Tiercel frowned, trying to understand what Bisochim had just said. If he’d had the spellbooks he’d lost at Tarnatha’Iteru—If he’d had Ancaladar—He took a deep breath. “They couldn’t turn a Wildmage to the Dark,” he said carefully.
“No,” Bisochim said. “Nor could such bodiless shadows drive a creature from its body and take it for their own. They could kill, yes, and drive to madness again and again, and I know not if they could be slain. But nothing such as Ahairan can do. And it was I who crafted her a body, thinking I forged a prison—and not a weapon.”
Tiercel closed his eyes tightly. Harrier would know the right questions to ask. All he had was the certainty that whatever ones he asked would be the wrong ones, and that he’d miss things he couldn’t afford to miss. “She wants to make more of her own kind,” he said, repeating Bisochim’s own words.
“To breed a new race of Demons—here. Sprung from Men as the Endarkened were once created from the Elves,” Bisochim answered bleakly.
“She wants you,” Tiercel said in horror. It all made sense now. His visions. Why Ahairan would injure and bespell Saravasse. If Tiercel had not survived the fall—If Bisochim had not stopped to Heal him first—If Saravasse had not been able to warn him—If Bisochim had not been willing to listen—He shuddered with sudden chill, even in the heat of the desert sun.
“She said to me that she would make me King of Men if I would bow down and worship her. Do only that, and she would grant all that I wished.” Bisochim’s voice was anguished.
“I would rather die now—here, today—than live for eternity as a servant of the Dark,” Saravasse said quietly.
Immortality, Tiercel thought. Ahairan might not be one of the Endarkened, but she’d been offering the same coin they’d always paid in. He blew out a short sharp breath and tried not to look as nauseated as he felt. Ahairan wanted Bisochim as her consort, to father a future race of Demons.
“It probably doesn’t have to be you,” Tiercel said aloud, unsure of whether or not he was offering comfort with his words. “Any Wildmage she could manage to Taint would do.”
“Small consolation,” Saravasse commented dryly.
“It might be,” Tiercel said thoughtfully. “I don’t know any nice way to say this, Bisochim, but . . . You have Saravasse. There was something Ahairan could offer you that you might have wanted enough to do what she wanted.”

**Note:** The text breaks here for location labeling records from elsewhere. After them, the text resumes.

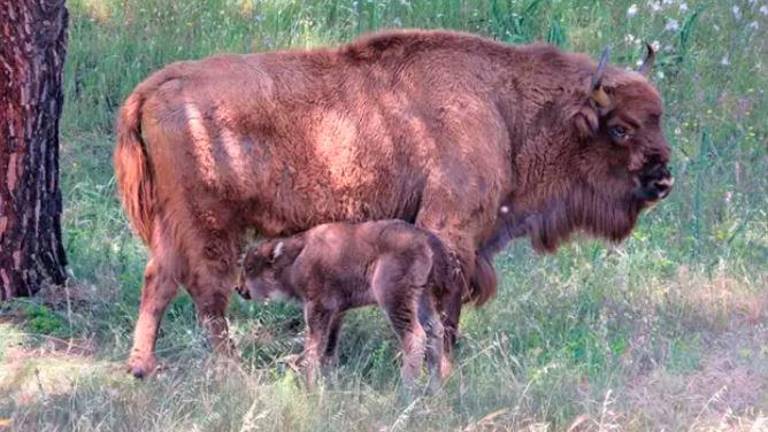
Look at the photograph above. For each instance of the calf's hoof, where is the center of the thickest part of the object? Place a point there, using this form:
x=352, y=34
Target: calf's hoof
x=141, y=368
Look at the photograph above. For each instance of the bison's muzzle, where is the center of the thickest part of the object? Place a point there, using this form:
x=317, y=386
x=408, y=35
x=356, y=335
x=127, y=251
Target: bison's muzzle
x=654, y=184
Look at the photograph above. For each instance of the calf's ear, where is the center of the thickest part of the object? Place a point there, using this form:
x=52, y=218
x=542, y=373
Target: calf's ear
x=277, y=251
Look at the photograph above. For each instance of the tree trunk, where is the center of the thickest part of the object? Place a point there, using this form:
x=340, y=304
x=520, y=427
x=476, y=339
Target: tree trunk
x=32, y=48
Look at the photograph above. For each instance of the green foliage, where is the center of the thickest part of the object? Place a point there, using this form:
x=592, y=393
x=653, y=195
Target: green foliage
x=570, y=335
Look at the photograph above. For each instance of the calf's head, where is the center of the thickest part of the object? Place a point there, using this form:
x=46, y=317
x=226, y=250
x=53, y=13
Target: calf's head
x=262, y=275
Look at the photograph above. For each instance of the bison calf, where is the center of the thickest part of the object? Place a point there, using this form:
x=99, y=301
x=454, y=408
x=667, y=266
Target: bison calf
x=335, y=267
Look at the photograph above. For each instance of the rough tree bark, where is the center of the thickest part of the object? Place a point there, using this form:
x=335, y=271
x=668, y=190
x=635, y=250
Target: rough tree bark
x=32, y=48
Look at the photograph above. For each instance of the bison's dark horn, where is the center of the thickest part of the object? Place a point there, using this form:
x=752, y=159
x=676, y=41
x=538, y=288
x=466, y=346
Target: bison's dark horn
x=597, y=78
x=650, y=57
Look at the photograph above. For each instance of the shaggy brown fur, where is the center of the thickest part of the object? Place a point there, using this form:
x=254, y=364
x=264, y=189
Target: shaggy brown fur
x=336, y=267
x=432, y=127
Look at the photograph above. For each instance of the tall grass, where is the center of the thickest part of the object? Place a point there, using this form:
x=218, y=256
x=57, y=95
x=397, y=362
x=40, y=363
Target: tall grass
x=594, y=337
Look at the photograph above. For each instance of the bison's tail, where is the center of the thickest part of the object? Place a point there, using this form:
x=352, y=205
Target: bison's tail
x=134, y=175
x=482, y=285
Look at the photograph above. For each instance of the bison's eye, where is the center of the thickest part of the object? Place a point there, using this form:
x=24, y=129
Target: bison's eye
x=618, y=133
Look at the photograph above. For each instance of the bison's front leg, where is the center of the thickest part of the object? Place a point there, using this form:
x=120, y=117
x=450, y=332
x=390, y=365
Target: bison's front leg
x=458, y=218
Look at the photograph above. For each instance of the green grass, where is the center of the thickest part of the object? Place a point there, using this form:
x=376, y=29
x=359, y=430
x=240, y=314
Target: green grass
x=665, y=331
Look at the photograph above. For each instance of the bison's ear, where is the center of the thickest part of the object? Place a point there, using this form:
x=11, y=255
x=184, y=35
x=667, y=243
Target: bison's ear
x=586, y=121
x=599, y=97
x=650, y=58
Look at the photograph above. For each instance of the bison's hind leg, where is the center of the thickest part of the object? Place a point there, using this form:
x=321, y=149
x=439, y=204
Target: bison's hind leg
x=211, y=278
x=438, y=365
x=161, y=279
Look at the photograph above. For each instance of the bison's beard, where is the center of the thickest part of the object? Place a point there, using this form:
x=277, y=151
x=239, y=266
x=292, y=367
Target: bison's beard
x=581, y=210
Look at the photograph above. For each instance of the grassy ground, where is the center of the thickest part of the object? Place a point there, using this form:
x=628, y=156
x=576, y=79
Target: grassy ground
x=667, y=331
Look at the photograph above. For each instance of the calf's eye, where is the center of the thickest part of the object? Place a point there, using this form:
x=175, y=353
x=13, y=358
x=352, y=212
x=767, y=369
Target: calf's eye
x=618, y=133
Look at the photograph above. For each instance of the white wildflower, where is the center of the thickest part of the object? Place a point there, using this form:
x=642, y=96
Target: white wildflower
x=672, y=25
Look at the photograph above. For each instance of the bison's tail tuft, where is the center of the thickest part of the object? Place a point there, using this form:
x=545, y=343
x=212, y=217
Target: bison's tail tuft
x=134, y=175
x=482, y=285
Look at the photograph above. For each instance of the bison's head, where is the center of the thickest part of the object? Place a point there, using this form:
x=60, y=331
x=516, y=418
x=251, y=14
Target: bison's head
x=607, y=162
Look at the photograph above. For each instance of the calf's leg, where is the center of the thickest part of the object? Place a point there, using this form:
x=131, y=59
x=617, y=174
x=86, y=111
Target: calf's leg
x=399, y=299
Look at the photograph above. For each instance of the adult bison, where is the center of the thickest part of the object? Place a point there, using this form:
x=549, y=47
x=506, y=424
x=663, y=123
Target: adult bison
x=436, y=128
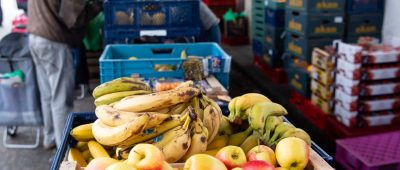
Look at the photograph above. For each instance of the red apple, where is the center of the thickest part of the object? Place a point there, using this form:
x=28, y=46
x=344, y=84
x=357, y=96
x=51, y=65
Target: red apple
x=262, y=153
x=258, y=165
x=231, y=156
x=146, y=157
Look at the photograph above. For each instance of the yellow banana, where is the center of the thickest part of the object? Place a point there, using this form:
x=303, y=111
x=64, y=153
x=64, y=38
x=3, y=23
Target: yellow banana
x=218, y=142
x=75, y=155
x=261, y=111
x=199, y=140
x=250, y=143
x=151, y=133
x=246, y=101
x=117, y=96
x=270, y=125
x=112, y=136
x=225, y=127
x=279, y=131
x=96, y=150
x=238, y=138
x=82, y=132
x=212, y=120
x=114, y=117
x=157, y=101
x=119, y=85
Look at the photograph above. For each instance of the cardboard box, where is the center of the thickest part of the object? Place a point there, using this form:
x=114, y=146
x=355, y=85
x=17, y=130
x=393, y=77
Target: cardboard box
x=315, y=26
x=302, y=47
x=364, y=24
x=324, y=105
x=323, y=91
x=323, y=59
x=317, y=6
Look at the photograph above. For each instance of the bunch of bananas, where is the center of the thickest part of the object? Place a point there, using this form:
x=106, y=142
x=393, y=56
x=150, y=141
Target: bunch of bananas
x=181, y=122
x=115, y=90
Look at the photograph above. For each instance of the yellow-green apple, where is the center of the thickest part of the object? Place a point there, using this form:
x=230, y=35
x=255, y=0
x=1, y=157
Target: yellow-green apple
x=262, y=153
x=292, y=153
x=231, y=156
x=120, y=166
x=146, y=157
x=258, y=165
x=100, y=163
x=203, y=162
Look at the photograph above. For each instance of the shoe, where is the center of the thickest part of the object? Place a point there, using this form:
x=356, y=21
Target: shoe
x=49, y=142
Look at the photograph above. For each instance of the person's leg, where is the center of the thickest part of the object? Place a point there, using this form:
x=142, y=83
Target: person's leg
x=45, y=97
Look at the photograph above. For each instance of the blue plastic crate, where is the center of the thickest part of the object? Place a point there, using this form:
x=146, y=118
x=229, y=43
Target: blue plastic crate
x=76, y=119
x=167, y=18
x=114, y=62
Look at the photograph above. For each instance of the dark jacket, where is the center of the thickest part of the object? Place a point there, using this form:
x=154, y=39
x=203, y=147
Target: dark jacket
x=61, y=21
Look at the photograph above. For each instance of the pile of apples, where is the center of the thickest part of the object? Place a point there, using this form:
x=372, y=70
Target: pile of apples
x=290, y=153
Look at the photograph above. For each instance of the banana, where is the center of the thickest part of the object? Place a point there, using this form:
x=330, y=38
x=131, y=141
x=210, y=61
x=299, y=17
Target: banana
x=176, y=147
x=75, y=155
x=117, y=96
x=250, y=143
x=178, y=109
x=82, y=146
x=295, y=132
x=199, y=140
x=270, y=125
x=225, y=127
x=114, y=117
x=151, y=133
x=218, y=142
x=119, y=85
x=246, y=101
x=157, y=101
x=212, y=152
x=112, y=136
x=122, y=152
x=96, y=150
x=238, y=138
x=82, y=132
x=261, y=111
x=279, y=131
x=211, y=120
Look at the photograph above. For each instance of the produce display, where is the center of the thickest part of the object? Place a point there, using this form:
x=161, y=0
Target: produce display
x=138, y=129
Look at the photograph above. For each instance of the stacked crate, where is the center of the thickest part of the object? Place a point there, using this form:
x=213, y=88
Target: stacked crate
x=128, y=20
x=268, y=19
x=309, y=24
x=367, y=85
x=364, y=18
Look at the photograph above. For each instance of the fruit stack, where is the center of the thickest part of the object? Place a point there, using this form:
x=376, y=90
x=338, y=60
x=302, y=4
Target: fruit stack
x=267, y=27
x=309, y=24
x=367, y=85
x=149, y=131
x=363, y=18
x=322, y=76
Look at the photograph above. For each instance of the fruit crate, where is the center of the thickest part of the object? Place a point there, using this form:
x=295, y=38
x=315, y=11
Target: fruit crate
x=369, y=152
x=220, y=2
x=153, y=17
x=76, y=119
x=115, y=61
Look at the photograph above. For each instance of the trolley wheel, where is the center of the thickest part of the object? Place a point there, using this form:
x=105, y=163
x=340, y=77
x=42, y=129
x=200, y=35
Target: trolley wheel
x=12, y=130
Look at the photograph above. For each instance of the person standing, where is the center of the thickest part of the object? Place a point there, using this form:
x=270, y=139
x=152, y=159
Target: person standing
x=55, y=27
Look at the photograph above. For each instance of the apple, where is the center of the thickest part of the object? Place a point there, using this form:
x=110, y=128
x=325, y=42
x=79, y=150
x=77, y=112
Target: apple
x=100, y=163
x=231, y=156
x=292, y=153
x=263, y=153
x=258, y=165
x=203, y=162
x=120, y=166
x=146, y=157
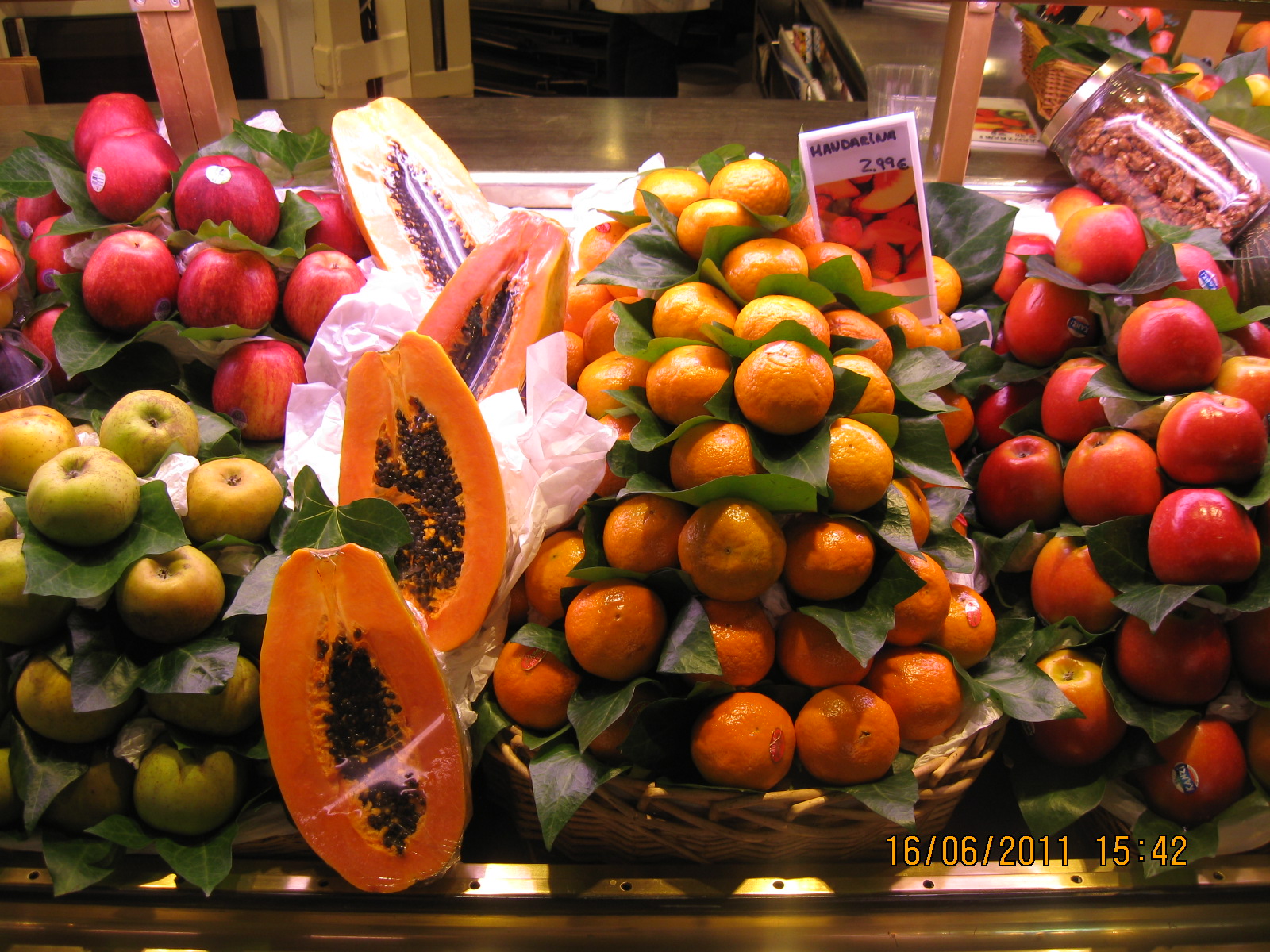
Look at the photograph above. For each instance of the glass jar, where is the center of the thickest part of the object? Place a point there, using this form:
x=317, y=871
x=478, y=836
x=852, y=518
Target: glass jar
x=1130, y=139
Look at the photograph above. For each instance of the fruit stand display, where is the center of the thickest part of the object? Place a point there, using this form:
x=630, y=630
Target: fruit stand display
x=833, y=560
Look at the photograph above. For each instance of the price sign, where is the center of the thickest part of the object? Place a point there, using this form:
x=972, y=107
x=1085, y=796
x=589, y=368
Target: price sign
x=867, y=182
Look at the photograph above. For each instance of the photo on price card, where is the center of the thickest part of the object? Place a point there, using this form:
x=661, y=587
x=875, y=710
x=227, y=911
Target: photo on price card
x=867, y=184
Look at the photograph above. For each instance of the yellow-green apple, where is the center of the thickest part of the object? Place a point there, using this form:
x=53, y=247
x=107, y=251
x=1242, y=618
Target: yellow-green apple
x=1070, y=201
x=232, y=710
x=253, y=384
x=107, y=113
x=1020, y=480
x=171, y=597
x=144, y=425
x=1100, y=245
x=1168, y=347
x=1064, y=414
x=337, y=228
x=224, y=287
x=1202, y=772
x=1185, y=662
x=1045, y=321
x=130, y=281
x=48, y=254
x=25, y=619
x=1014, y=268
x=44, y=702
x=232, y=497
x=1075, y=742
x=997, y=406
x=1064, y=582
x=32, y=211
x=220, y=188
x=1250, y=644
x=83, y=497
x=1246, y=378
x=188, y=793
x=127, y=171
x=314, y=287
x=1200, y=537
x=29, y=437
x=1210, y=438
x=1109, y=475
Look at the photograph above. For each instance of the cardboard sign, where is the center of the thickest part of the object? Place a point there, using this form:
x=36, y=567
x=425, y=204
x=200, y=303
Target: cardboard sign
x=867, y=182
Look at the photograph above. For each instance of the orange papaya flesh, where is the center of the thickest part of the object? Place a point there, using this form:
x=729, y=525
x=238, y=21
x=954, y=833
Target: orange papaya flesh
x=362, y=735
x=414, y=436
x=510, y=292
x=414, y=202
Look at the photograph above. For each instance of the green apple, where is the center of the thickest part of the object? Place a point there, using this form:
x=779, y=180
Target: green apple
x=232, y=497
x=144, y=425
x=29, y=437
x=44, y=700
x=25, y=620
x=103, y=790
x=171, y=597
x=83, y=497
x=188, y=793
x=232, y=710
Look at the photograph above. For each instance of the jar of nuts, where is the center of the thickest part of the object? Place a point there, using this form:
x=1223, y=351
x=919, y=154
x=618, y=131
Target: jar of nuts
x=1130, y=139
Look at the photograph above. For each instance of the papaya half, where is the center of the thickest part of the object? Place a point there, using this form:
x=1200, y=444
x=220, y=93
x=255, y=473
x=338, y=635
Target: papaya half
x=418, y=209
x=508, y=292
x=414, y=436
x=362, y=735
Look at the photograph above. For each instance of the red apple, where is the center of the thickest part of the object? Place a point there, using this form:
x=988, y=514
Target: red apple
x=130, y=281
x=108, y=113
x=1168, y=347
x=1203, y=772
x=1064, y=582
x=220, y=188
x=1020, y=480
x=253, y=384
x=314, y=287
x=1111, y=474
x=32, y=211
x=1014, y=268
x=1200, y=537
x=337, y=226
x=224, y=287
x=1045, y=321
x=1187, y=662
x=1210, y=438
x=997, y=406
x=1064, y=414
x=1075, y=742
x=127, y=171
x=1102, y=244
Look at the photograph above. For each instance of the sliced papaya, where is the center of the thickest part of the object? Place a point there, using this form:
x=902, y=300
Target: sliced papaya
x=510, y=292
x=414, y=436
x=362, y=734
x=418, y=209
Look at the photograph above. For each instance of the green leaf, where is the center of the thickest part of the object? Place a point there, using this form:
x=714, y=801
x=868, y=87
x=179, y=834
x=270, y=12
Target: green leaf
x=690, y=647
x=372, y=524
x=194, y=668
x=563, y=778
x=1160, y=723
x=76, y=862
x=86, y=573
x=969, y=230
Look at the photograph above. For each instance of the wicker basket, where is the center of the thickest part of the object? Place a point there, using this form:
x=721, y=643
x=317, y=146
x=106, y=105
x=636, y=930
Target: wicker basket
x=1052, y=82
x=629, y=820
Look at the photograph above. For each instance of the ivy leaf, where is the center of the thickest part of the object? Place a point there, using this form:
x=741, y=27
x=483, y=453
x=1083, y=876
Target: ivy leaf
x=86, y=573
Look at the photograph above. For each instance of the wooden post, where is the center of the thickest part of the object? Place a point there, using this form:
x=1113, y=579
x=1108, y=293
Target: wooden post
x=190, y=71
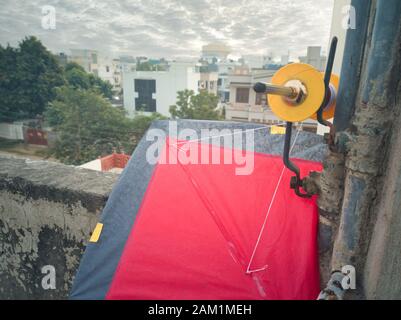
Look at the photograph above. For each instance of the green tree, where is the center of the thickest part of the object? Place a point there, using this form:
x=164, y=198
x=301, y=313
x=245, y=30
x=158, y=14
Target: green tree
x=78, y=78
x=29, y=75
x=88, y=126
x=201, y=106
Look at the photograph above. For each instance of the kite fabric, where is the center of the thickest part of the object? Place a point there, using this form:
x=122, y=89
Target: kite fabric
x=203, y=232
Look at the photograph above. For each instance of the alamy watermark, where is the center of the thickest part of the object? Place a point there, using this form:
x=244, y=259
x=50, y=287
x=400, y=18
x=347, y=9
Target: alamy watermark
x=349, y=19
x=211, y=146
x=49, y=280
x=48, y=20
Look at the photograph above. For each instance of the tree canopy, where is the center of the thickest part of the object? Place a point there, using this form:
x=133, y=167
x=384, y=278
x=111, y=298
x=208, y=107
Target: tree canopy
x=29, y=75
x=203, y=106
x=88, y=126
x=77, y=77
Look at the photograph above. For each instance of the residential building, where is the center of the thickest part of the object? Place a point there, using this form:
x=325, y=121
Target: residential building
x=314, y=58
x=224, y=68
x=62, y=58
x=156, y=91
x=86, y=58
x=247, y=105
x=114, y=162
x=110, y=70
x=208, y=81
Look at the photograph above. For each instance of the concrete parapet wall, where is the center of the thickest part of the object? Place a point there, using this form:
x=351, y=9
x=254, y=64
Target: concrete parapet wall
x=47, y=213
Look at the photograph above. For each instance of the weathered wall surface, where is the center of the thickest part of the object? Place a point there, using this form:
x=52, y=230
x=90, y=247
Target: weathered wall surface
x=47, y=213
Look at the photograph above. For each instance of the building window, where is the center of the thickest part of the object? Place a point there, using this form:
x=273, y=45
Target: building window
x=260, y=99
x=242, y=95
x=145, y=90
x=94, y=58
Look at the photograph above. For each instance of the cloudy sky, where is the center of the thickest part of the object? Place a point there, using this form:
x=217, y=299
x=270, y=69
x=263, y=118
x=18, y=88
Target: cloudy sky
x=171, y=28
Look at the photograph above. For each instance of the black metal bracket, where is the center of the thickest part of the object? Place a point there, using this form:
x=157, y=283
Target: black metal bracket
x=296, y=181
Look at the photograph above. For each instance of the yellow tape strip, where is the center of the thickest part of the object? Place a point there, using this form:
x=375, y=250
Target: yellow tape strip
x=96, y=232
x=277, y=130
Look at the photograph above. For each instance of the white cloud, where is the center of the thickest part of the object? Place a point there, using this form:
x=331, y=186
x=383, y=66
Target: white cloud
x=172, y=27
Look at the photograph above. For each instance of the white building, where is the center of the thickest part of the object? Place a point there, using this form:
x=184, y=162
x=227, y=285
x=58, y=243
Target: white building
x=208, y=81
x=314, y=58
x=111, y=70
x=247, y=105
x=225, y=68
x=156, y=91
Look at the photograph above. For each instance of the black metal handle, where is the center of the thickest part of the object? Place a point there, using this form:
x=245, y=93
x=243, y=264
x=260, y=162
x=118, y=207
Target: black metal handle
x=327, y=77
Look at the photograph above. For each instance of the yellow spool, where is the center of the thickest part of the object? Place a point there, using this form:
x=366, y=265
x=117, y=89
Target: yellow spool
x=328, y=112
x=311, y=79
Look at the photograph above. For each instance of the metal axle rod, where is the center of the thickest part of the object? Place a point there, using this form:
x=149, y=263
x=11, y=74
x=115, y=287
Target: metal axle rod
x=289, y=92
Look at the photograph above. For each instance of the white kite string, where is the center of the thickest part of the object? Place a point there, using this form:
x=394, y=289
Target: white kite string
x=248, y=271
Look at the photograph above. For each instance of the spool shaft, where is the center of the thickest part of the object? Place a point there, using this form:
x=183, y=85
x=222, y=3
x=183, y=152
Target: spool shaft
x=268, y=88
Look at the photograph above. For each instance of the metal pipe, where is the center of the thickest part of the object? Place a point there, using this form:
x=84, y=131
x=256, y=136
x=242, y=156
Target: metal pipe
x=268, y=88
x=352, y=64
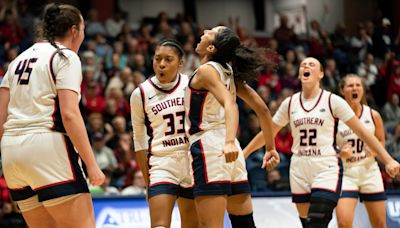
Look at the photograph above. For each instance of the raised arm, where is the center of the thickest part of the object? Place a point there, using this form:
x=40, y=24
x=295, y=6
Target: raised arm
x=255, y=102
x=271, y=158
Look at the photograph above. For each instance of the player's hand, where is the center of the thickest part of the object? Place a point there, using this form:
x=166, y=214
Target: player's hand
x=369, y=152
x=230, y=151
x=346, y=151
x=392, y=168
x=96, y=176
x=271, y=160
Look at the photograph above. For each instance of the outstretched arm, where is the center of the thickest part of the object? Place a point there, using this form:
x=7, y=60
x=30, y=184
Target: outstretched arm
x=255, y=102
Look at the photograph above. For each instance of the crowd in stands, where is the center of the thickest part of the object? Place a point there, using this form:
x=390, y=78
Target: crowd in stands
x=116, y=57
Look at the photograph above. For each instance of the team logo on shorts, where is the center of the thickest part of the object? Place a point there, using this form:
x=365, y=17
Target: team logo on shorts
x=393, y=210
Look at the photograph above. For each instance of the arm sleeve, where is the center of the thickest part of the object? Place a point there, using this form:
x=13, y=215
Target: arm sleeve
x=68, y=71
x=340, y=108
x=140, y=138
x=281, y=116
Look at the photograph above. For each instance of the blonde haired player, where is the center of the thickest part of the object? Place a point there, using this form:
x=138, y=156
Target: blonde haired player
x=315, y=171
x=41, y=125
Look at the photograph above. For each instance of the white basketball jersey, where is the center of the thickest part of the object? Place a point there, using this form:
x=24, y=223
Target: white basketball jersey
x=203, y=111
x=165, y=116
x=33, y=79
x=346, y=135
x=313, y=129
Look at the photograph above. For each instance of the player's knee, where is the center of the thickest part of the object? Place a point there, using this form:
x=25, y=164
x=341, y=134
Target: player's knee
x=242, y=221
x=320, y=212
x=378, y=222
x=344, y=221
x=303, y=222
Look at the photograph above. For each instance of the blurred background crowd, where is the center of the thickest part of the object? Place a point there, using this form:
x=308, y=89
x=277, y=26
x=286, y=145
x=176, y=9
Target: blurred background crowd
x=116, y=57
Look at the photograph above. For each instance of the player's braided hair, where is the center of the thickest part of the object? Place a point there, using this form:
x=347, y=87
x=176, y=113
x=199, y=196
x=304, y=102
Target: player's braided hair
x=57, y=20
x=246, y=62
x=174, y=44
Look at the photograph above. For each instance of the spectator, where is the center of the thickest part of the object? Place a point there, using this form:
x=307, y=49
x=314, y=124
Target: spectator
x=284, y=35
x=114, y=24
x=93, y=25
x=105, y=188
x=93, y=102
x=331, y=77
x=391, y=113
x=126, y=159
x=393, y=143
x=368, y=70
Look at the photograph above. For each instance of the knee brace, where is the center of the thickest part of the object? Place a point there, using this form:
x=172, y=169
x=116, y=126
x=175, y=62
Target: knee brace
x=320, y=212
x=303, y=222
x=242, y=221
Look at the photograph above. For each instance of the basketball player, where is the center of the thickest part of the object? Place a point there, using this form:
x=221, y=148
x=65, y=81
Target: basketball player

“But he didn’t!” Saravasse said hotly.
“I know,” Tiercel said apologetically. “I’m sorry. But the thing is, Bisochim is the only Dragonbond Wildmage there is, right? Because all the other dragons are Bonded to Elves.” Except for Ancaladar . . .
“True,” Saravasse admitted grudgingly.
“So unless Ahairan can hide what she really is from a Wildmage until she can figure out some way to trick them into doing what she wants, she can’t get a Wildmage to do what she wants. None of them would help her willingly, no matter what she promised them. The only other Wildmage here is Harrier, and he sure wouldn’t.” It abruptly occurred to Tiercel that it was because of what Bisochim had done that there were no other Wildmages in the south now, and he found the idea that Bisochim had been acting on behalf of the Wild Magic when he’d murdered Light knew how many people too disturbing to think about. “But that’s what Ahairan wants,” he said, talking very fast to keep himself from thinking about it. “A Wildmage to Taint. So she isn’t going to try to kill you. She needs to Taint you.”
“Or you, Tiercel,” Saravasse said softly. “You are not a Wildmage, but you do have magic. All you need do is bow down and worship her, and she would grant you anything you asked.”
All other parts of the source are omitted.